Scottish indie pop band

Zoey Van Goey were an indie pop band from Glasgow, Scotland, made up of Matt Brennan, Michael John McCarthy, Kim Moore and Adam Scott.

Brennan, McCarthy and Moore, hailing from Canada, Ireland and England respectively, formed the initial trio in Glasgow in 2006, with Scott becoming a full-fledged member in 2010. The band stopped performing in 2012.

The band's debut single, "Foxtrot Vandals," was produced by Belle and Sebastian frontman Stuart Murdoch, and released on seven-inch vinyl in 2007. Their second single, "Sweethearts in Disguise," was produced by Paul Savage of The Delgados and released in 2008.

Their debut album, The Cage Was Unlocked All Along, was initially self-released on 1000 CD copies in 2009 and quickly sold out; it was then re-released by Chemikal Underground Records. Their second album, Propeller Versus Wings, was released on Chemikal Underground in 2011.

==Press coverage==
Zoey Van Goey were generally favourably received into the Scottish music scene, described by The List as an "eclectic and endlessly imaginative Glasgow-based Canadian, Irish and English boy-girl trio [with] frothy indie-pop tendencies."

Their debut album was described by the NME as "charming folk-pop" and by The Skinny as "intelligent, humorous, pleasant twee-pop ... an excellent album that could ably soundtrack any (admittedly rare) sunny day in Glasgow."
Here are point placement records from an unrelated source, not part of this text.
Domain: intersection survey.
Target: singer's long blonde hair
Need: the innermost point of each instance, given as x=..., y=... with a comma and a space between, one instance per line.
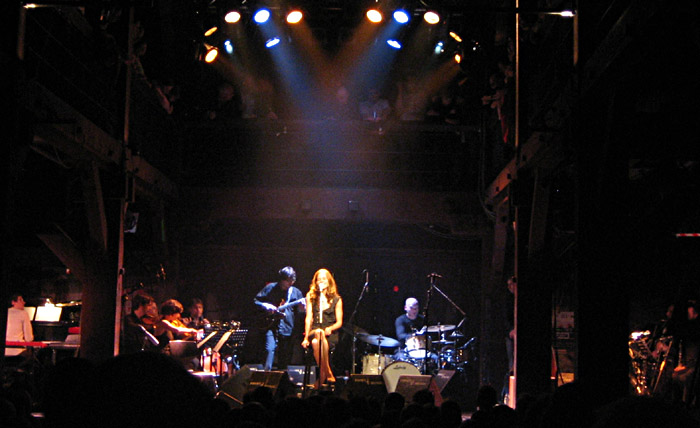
x=331, y=290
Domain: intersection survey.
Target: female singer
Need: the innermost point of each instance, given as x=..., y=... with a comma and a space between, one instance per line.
x=324, y=316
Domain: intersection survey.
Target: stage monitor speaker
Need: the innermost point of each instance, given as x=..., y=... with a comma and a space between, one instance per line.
x=296, y=373
x=233, y=389
x=248, y=378
x=410, y=384
x=453, y=385
x=361, y=385
x=443, y=378
x=278, y=382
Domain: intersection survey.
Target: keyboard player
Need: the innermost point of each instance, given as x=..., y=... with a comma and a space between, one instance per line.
x=19, y=327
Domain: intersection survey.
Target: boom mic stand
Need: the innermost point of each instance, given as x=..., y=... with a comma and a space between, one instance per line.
x=433, y=286
x=352, y=320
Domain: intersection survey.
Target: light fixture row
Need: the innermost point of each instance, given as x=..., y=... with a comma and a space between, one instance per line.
x=294, y=16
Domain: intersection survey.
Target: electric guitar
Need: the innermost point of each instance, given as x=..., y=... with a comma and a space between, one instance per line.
x=278, y=313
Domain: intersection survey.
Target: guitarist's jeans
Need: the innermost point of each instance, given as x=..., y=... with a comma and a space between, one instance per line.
x=276, y=343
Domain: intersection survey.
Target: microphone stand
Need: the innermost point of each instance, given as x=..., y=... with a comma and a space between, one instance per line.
x=428, y=342
x=351, y=320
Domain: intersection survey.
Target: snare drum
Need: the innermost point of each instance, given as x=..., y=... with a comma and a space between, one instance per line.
x=393, y=371
x=375, y=363
x=415, y=346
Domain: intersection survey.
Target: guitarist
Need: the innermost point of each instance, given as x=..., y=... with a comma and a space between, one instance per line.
x=281, y=302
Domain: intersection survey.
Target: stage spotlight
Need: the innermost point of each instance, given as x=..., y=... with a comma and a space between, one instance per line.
x=294, y=16
x=232, y=17
x=210, y=25
x=431, y=17
x=211, y=54
x=439, y=48
x=401, y=16
x=261, y=16
x=374, y=16
x=394, y=43
x=272, y=42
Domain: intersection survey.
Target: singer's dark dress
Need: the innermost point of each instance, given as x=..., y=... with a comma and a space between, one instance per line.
x=328, y=319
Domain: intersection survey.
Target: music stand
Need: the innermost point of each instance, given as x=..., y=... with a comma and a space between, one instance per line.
x=232, y=339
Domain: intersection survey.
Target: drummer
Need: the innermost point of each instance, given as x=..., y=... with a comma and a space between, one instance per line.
x=409, y=324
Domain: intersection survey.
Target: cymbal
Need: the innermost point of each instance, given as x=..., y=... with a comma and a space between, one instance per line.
x=440, y=328
x=354, y=330
x=379, y=340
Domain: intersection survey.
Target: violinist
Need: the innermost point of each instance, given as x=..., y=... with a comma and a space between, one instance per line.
x=196, y=314
x=171, y=323
x=139, y=327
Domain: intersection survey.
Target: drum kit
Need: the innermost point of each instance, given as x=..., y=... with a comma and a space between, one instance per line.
x=426, y=352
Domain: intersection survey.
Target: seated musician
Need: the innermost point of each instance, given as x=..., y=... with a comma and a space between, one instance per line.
x=19, y=326
x=139, y=327
x=172, y=324
x=408, y=324
x=684, y=383
x=195, y=318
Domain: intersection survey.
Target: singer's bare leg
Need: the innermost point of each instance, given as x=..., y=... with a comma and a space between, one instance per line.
x=325, y=375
Their sophomore effort was also generally well received, with Allmusic.com describing it as an "eminently likable second album [whose] myriad modes hang together to present a coherent sensibility, the varied but complementary sides of the same sparkling personality: goofy at times, definitely a little geeky, but also sweet, sensitive, thoughtful, and often boldly romantic."

==Tours and gigs==
Zoey Van Goey's first tour was in May 2007, when Scottish novelist Alan Bissett approached the Zoeys and Y'all is Fantasy Island suggesting the three artists go on tour together. The gigs combined spoken word readings by Bissett with music by the two bands performing simultaneously onstage. The collective, dubbed as The Super Puny Humans, toured across central Scotland.
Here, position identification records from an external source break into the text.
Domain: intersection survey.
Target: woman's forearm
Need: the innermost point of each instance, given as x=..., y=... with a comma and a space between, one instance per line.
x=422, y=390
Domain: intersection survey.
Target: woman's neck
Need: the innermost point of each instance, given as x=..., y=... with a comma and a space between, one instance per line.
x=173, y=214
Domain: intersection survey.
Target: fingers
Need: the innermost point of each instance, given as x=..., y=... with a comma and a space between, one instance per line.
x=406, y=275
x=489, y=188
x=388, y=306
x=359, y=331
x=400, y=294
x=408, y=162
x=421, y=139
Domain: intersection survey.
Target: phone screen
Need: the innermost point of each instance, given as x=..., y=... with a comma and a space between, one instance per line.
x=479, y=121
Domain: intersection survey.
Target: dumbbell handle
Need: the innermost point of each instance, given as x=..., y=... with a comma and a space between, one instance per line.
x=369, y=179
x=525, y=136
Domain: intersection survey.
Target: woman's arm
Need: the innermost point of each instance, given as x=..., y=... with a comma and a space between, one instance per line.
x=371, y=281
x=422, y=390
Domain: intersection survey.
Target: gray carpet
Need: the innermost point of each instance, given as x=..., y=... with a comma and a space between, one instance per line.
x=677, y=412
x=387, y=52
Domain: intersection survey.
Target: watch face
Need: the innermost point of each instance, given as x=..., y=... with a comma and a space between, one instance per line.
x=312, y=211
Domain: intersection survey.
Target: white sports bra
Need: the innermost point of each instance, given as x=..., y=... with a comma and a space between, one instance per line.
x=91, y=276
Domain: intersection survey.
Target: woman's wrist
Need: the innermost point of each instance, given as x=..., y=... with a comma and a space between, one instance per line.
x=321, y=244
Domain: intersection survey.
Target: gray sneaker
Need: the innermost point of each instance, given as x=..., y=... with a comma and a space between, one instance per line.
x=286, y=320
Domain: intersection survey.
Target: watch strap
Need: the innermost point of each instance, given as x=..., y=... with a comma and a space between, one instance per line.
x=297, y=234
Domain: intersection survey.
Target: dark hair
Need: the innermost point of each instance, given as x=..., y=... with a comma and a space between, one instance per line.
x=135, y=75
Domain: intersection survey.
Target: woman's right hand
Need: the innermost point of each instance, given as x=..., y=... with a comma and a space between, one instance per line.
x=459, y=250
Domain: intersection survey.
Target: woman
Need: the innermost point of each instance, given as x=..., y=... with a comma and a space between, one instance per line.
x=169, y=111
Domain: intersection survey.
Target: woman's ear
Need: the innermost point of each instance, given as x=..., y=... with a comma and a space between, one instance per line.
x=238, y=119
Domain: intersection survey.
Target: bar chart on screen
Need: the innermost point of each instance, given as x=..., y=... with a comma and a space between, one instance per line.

After building interest from their two single releases, in 2008 Zoey Van Goey were invited to play the majority of unsigned stages of Scotland's biggest music festivals, including T in the Park, Connect Music Festival, Wickerman Festival, Live at Loch Lomond and Rock Ness.

Zoey Van Goey collaborated with the National Theatre of Scotland in 2009, devising the music and performing onstage for the stage adaptation of the Takeshi Kitano film Dolls.
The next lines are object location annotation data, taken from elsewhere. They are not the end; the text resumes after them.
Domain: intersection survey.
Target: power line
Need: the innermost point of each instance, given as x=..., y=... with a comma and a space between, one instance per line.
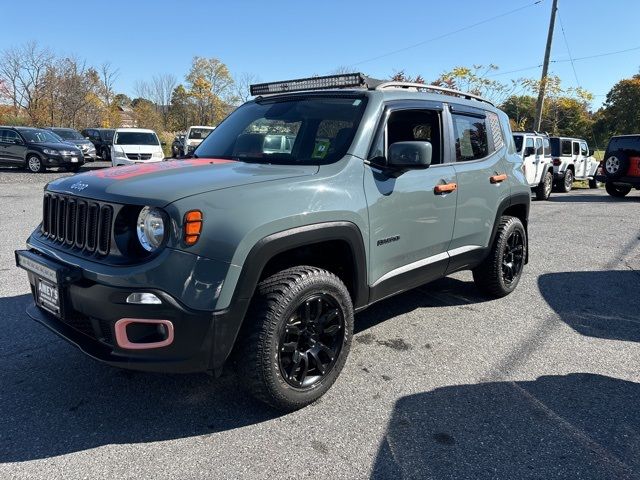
x=588, y=57
x=448, y=34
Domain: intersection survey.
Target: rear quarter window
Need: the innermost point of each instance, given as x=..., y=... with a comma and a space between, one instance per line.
x=629, y=145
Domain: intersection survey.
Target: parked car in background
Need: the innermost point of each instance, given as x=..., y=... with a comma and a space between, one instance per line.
x=194, y=137
x=101, y=139
x=267, y=256
x=36, y=149
x=621, y=165
x=135, y=145
x=572, y=160
x=535, y=149
x=74, y=137
x=177, y=147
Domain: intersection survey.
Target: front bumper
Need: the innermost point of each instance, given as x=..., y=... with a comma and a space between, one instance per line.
x=90, y=310
x=63, y=160
x=625, y=181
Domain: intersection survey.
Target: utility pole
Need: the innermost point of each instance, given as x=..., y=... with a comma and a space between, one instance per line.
x=545, y=68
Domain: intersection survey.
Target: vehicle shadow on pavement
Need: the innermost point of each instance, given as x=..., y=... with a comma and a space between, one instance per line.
x=601, y=304
x=446, y=291
x=591, y=198
x=575, y=426
x=54, y=400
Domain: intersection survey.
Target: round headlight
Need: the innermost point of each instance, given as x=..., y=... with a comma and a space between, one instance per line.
x=150, y=228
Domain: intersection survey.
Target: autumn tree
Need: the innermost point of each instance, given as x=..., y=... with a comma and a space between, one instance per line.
x=620, y=113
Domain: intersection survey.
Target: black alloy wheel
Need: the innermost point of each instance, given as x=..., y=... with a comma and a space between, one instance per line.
x=310, y=341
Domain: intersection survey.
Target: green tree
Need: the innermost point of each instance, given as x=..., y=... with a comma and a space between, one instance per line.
x=620, y=114
x=211, y=86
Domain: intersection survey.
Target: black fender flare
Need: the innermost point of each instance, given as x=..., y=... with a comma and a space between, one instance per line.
x=227, y=323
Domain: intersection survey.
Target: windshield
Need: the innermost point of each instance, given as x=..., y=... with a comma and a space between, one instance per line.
x=40, y=136
x=518, y=140
x=303, y=130
x=136, y=138
x=68, y=134
x=199, y=133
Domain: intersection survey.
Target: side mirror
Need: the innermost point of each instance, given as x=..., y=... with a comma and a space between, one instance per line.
x=403, y=156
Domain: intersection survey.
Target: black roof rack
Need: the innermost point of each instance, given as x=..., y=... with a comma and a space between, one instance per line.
x=352, y=80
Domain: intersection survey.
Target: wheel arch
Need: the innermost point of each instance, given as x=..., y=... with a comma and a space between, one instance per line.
x=518, y=206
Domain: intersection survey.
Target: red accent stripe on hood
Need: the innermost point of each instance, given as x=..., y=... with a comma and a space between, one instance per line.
x=129, y=171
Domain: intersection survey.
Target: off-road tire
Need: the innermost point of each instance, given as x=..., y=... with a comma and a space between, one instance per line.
x=543, y=190
x=256, y=355
x=488, y=276
x=34, y=164
x=616, y=164
x=566, y=184
x=617, y=191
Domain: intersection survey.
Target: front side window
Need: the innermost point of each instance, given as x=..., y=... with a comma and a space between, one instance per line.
x=136, y=138
x=471, y=137
x=538, y=146
x=67, y=134
x=411, y=126
x=199, y=133
x=40, y=136
x=301, y=130
x=517, y=139
x=8, y=136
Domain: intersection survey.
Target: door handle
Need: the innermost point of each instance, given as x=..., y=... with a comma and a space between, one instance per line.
x=445, y=188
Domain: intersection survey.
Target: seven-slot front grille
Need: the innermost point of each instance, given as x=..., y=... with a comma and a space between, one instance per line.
x=77, y=223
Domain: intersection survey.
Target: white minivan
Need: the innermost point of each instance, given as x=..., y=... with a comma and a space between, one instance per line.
x=135, y=145
x=194, y=137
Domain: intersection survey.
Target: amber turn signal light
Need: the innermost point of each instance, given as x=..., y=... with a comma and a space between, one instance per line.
x=192, y=226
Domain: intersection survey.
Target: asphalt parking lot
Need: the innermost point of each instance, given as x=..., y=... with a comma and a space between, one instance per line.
x=440, y=382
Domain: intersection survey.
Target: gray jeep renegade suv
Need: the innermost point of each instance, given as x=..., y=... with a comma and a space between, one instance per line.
x=263, y=254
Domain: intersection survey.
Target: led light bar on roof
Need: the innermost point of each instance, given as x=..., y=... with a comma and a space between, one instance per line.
x=313, y=83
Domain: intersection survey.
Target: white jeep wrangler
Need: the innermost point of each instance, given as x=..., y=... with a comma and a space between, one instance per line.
x=535, y=150
x=572, y=160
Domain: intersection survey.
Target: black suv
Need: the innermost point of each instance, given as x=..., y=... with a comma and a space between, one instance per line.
x=36, y=149
x=621, y=165
x=102, y=139
x=74, y=137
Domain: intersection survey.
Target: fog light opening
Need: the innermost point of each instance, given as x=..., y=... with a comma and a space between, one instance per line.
x=139, y=334
x=143, y=298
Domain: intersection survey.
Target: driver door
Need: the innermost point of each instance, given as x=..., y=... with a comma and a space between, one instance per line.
x=530, y=163
x=411, y=218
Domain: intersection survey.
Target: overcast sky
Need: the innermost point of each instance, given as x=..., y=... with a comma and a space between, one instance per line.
x=288, y=39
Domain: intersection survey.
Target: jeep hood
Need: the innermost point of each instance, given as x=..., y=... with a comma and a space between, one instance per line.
x=161, y=183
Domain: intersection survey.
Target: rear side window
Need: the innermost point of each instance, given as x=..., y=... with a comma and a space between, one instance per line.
x=471, y=137
x=628, y=144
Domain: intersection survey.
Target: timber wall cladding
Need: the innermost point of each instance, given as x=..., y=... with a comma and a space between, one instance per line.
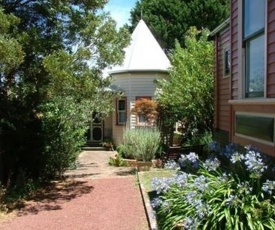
x=234, y=49
x=271, y=50
x=222, y=83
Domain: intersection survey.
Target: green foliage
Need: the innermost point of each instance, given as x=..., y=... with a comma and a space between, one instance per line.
x=141, y=143
x=188, y=94
x=117, y=161
x=235, y=195
x=170, y=20
x=52, y=56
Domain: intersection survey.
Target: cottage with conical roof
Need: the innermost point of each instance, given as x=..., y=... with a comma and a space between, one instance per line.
x=143, y=64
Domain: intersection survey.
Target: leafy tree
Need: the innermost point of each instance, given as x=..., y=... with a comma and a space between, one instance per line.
x=188, y=94
x=51, y=80
x=170, y=20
The band continued to tour throughout the UK and Europe during their active years. Throughout their career, Zoey Van Goey were championed by Belle and Sebastian, who invited the band to perform at their 2010 'Bowlie Weekender' All Tomorrow's Parties Festival. When Zoey Van Goey launched their second album in 2011, they supported Belle and Sebastian on their European tour.

==Discography==
===Singles & EPs===
- "Foxtrot Vandals" (w/ b-side "Song To The Embers" remix by Miaoux Miaoux - Say Dirty Records, 2007)
- "Sweethearts In Disguise" (w/ b-side "Lick A 99" remix by Funkspiel - Lucky Number Nine Records, 2008)

===Albums===
- The Cage Was Unlocked All Along (Chemikal Underground Records, 2009)
1. "The Best Treasure Stays Buried"
2. "We Don't Have That Kind Of Bread"
3. "Sweethearts In Disguise"
4. "We All Hid In Basements"
5. "Two White Ghosts"
6. "Foxtrot Vandals"
7. "My Persecution Complex"
8. "Nae Wonder"
9. "Cotton Covering"
10. "City Is Exploding"
- Propeller Versus Wings (Chemikal Underground Records, 2011)
11. "Mountain On Fire"
12. "The Cake And Eating It"
13. "Sackville Sun"
14. "My Aviator"
15. "Escape Maps"
16. "You Told The Drunks I Knew Karate"
17. "Little Islands"
18. "Extremities"
19. "Robot Tyrannosaur"
20. "Another Day Another Disaster"
21. "Where It Lands"

===Contributions===
- "Xmas in New York" Avalanche Records Alternative Christmas 2009

===Other recordings===
- "Song To The Embers"
- "Tell Me Lies"
- "Jump Your Bones"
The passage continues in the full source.